Excerpts from an interview with Infosys’ president and CEO in SFGate:
Q: What transformations or changes have you seen in your own country because of your industry?
A: To understand the changes, we have to go back to 1991. What happened in 1991 was that India went through a major process of reform. Before that, it was very difficult to do business. There were import barriers, high import tariffs, and it was difficult to travel abroad.
It’s very coincidental, because the new prime minister is a gentleman called Manmohan Singh. He actually was the finance minister in 1991. He was the architect of this whole change.
Essentially, the impact was that India became much more of a free-market economy, and industries like ours, which had a global component, became very strong.
To give you an idea, in 1991, the total revenue in the Indian economy from software exports was $50 million. Now it’s about $1 billion, and the whole industry is about $12 billion in revenue.
And what has happened is it has created all these jobs, a lot of new companies, a lot of very nice campuses where these jobs are done.
People are becoming much more globalized, global in the mind-set, because they’re dealing with the external world.
Also, the Indian brand has grown, and people are aware of what we do. It’s also given a lot of self-confidence to people. They can do something which is globally successful and globally acceptable.
So I think it’s been a sea change in attitude and behavior and confidence. All that has come because of the success in this industry. It’s a very important part of what’s happening there.
Q: If you look at it on the street level, what changes have you seen in the quality of life of Indian workers and their purchasing ability or lifestyle?
A: Let me just tell you that this business is really a very small fraction of the Indian workforce. India has a population of 1 billion people, and the number of people who can work is maybe about 400 to 500 million people.

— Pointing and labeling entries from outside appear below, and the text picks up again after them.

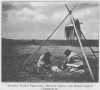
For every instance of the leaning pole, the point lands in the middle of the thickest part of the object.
(82, 50)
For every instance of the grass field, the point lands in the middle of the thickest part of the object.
(14, 56)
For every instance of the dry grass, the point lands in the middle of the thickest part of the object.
(14, 56)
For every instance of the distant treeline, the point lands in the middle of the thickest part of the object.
(17, 42)
(94, 43)
(85, 43)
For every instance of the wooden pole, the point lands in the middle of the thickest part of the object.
(82, 50)
(43, 42)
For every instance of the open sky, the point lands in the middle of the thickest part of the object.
(37, 20)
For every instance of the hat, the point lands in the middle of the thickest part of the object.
(67, 52)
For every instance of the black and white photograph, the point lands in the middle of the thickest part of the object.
(50, 42)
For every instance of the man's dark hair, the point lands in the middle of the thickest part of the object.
(67, 52)
(47, 56)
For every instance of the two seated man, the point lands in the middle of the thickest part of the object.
(73, 62)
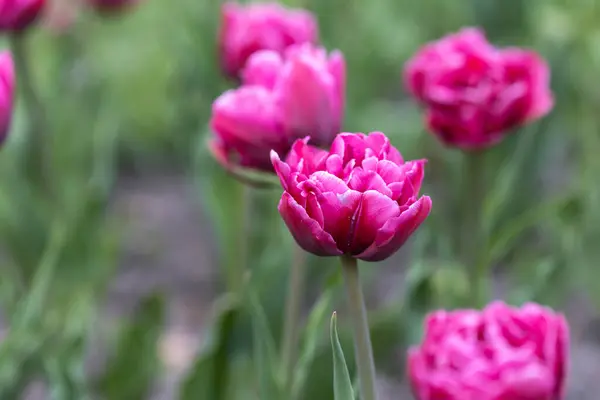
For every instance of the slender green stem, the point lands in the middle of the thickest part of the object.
(34, 155)
(292, 316)
(362, 339)
(474, 237)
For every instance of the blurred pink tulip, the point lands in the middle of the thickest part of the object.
(110, 6)
(281, 99)
(500, 353)
(7, 86)
(474, 93)
(246, 29)
(16, 15)
(359, 199)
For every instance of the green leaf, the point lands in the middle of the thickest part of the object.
(209, 377)
(316, 319)
(264, 352)
(133, 369)
(342, 385)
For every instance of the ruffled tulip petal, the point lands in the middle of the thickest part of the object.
(475, 94)
(338, 212)
(247, 29)
(262, 69)
(493, 354)
(305, 101)
(392, 235)
(306, 231)
(376, 209)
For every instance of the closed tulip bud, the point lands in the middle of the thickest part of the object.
(500, 353)
(17, 15)
(474, 94)
(283, 98)
(359, 199)
(246, 29)
(7, 85)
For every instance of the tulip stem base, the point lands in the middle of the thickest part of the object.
(362, 339)
(474, 237)
(292, 316)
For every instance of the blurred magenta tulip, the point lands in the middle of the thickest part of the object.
(474, 93)
(246, 29)
(16, 15)
(359, 199)
(500, 353)
(110, 6)
(282, 99)
(7, 86)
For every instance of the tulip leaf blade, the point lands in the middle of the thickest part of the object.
(316, 319)
(342, 384)
(264, 351)
(209, 376)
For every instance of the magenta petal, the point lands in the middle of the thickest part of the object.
(326, 182)
(305, 230)
(338, 212)
(282, 169)
(262, 68)
(389, 171)
(362, 181)
(396, 231)
(376, 210)
(305, 102)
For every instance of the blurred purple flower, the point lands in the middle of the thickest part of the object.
(474, 93)
(246, 29)
(17, 15)
(360, 198)
(110, 6)
(7, 86)
(281, 99)
(500, 353)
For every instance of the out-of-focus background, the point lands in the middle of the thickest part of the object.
(128, 97)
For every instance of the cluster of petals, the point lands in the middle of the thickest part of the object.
(475, 93)
(500, 353)
(359, 198)
(282, 98)
(7, 87)
(246, 29)
(16, 15)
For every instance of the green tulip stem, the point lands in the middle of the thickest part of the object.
(34, 157)
(473, 239)
(362, 340)
(293, 306)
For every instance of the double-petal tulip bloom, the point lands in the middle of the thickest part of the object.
(283, 98)
(16, 15)
(7, 85)
(500, 353)
(474, 93)
(261, 26)
(358, 199)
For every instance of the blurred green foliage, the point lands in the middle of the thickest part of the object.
(134, 92)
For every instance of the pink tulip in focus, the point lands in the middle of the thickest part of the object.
(474, 93)
(500, 353)
(359, 199)
(7, 86)
(16, 15)
(246, 29)
(283, 98)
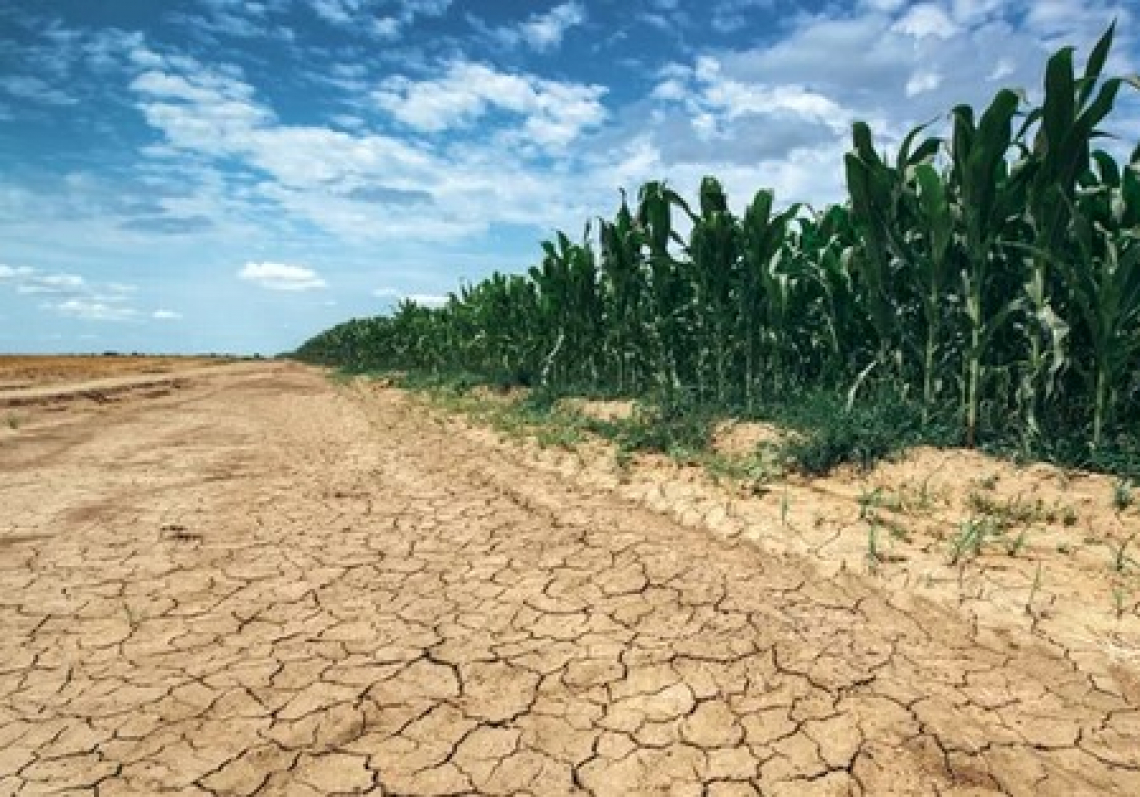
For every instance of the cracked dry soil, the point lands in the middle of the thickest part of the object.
(265, 584)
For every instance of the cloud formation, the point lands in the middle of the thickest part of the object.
(282, 277)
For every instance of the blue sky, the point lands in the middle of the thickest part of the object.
(225, 176)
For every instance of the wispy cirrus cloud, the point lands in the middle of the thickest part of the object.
(543, 32)
(554, 113)
(72, 295)
(282, 277)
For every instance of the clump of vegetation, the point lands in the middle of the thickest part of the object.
(979, 286)
(1122, 495)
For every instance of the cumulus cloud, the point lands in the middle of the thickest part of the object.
(282, 277)
(395, 294)
(544, 32)
(555, 112)
(92, 310)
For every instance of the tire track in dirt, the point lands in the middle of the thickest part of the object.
(281, 587)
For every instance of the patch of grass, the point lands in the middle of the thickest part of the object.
(1009, 513)
(1122, 494)
(1121, 558)
(831, 433)
(1014, 546)
(678, 431)
(970, 538)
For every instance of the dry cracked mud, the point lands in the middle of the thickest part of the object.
(262, 583)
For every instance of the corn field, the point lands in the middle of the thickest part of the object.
(990, 275)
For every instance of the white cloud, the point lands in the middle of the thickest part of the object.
(555, 112)
(395, 295)
(15, 271)
(545, 31)
(51, 284)
(91, 310)
(282, 277)
(927, 19)
(921, 82)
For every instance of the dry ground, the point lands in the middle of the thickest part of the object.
(26, 371)
(261, 583)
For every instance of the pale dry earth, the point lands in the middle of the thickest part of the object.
(27, 371)
(262, 583)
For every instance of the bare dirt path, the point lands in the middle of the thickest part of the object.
(266, 584)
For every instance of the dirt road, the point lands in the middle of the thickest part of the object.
(262, 583)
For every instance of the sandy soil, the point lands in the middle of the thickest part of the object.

This industry is about a million people at best. It’s really a small fraction of the total workforce. In fact, people think that part of this (recent) election in India was the worker saying it’s hardly enough just to have an IT industry. Really, the whole country has to benefit.
Q: Part of the criticism in the election was that economic benefits were not spreading deep enough into the populace. Does outsourcing have the ability to do that?
A: I think people expect, at best, this industry will create 2 million, 3 million, 4 million jobs over the next 10 years.
Considering that India has the largest population of young people anywhere in the world, considering that 10 million new people join the workforce every year, this is not going to solve the unemployment issue.
Therefore, what people are now saying is that we need a broad-based strategy for job creation which is not just in the IT and business processing sector, but in agriculture, manufacturing, tourism, retailing and all of the sectors.
It should create jobs not just in small urban pockets but in the smaller towns and rural areas. That’s clearly one of the messages from this election.